Na nota, o departamento disse que está autorizando a saída de todos os funcionários não essenciais de sua embaixada em Porto Príncipe.
“Visitantes e residentes precisam continuar em alerta por causa da ausência de uma polícia eficiente; por causa do potencial de saques; da presença de bloqueios intermitentes nas ruas, organizados por grupos armados ou pela polícia; e a possibilidade de crimes violentos aleatórios, incluindo seqüestros e agressões”, diz a nota.
A violência no Haiti voltou a aumentar no final do mês passado e, desde então, mais de 40 pessoas morreram, a maioria em Porto Príncipe.
Amorim
Grupos de simpatizantes do ex-presidente haitiano Jean-Bertrand Aristide estão planejando para esta sexta-feira uma manifestação na capital.
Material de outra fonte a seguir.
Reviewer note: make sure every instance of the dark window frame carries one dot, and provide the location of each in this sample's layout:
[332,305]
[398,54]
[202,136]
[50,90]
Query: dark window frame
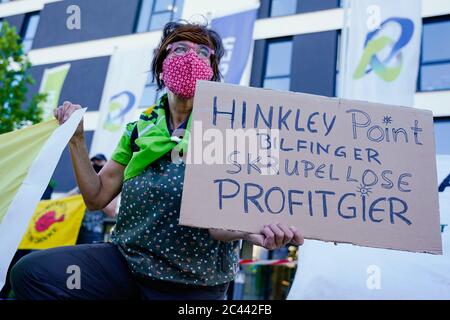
[283,15]
[153,12]
[431,20]
[266,56]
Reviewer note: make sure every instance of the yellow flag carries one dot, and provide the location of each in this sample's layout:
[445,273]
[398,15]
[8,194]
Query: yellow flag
[55,223]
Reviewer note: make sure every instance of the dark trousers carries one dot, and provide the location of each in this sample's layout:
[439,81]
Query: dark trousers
[95,271]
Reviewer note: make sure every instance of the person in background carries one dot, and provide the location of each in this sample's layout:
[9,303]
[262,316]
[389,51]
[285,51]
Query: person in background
[151,255]
[92,227]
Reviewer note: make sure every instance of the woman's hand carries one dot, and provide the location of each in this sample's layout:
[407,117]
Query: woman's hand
[62,113]
[275,236]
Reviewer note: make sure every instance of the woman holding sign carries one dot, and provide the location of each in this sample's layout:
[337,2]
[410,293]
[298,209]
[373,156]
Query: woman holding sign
[151,257]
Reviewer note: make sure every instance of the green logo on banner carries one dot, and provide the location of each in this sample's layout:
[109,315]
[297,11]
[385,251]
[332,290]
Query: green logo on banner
[51,84]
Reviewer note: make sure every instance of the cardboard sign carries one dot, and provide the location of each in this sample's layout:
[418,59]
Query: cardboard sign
[339,170]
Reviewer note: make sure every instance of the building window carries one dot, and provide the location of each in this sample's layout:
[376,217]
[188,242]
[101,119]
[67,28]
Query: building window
[282,7]
[150,94]
[154,14]
[435,60]
[277,71]
[442,133]
[29,31]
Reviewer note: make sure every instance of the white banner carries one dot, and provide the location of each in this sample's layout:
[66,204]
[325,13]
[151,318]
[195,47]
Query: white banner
[21,207]
[124,85]
[380,49]
[328,271]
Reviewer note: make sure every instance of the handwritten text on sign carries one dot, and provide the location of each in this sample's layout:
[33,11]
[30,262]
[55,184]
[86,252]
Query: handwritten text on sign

O governo interino acusa o ex-presidente, que deixou o poder em fevereiro e vive no exílio na África do Sul, de estar por trás da violência provocada por esses grupos.
Nesta quarta-feira, um líder dos rebeldes haitianos que no final do ano passado e no início deste ano tomaram cidades exigindo a renúncia de Aristide disse que os rebeldes estão se encaminhando à capital para ajudar a restabelecer a ordem.
Jornalistas que estão em Porto Príncipe acreditam que o governo interino não tem os recursos necessários para evitar um confronto direto entre os simpatizantes de Aristide e esses rebeldes.
Ainda nesta quinta-feira, o Ministro das Relações Exteriores, Celso Amorim, disse em Brasília que a Força de Estabilização da ONU que está no país, liderada pelo Brasil, precisa de reforços urgentes.
O chanceler advertiu que a tensão no país está aumentando e que a Força das Nações Unidas está operando com menos da metade do número de soldados que deveria ter.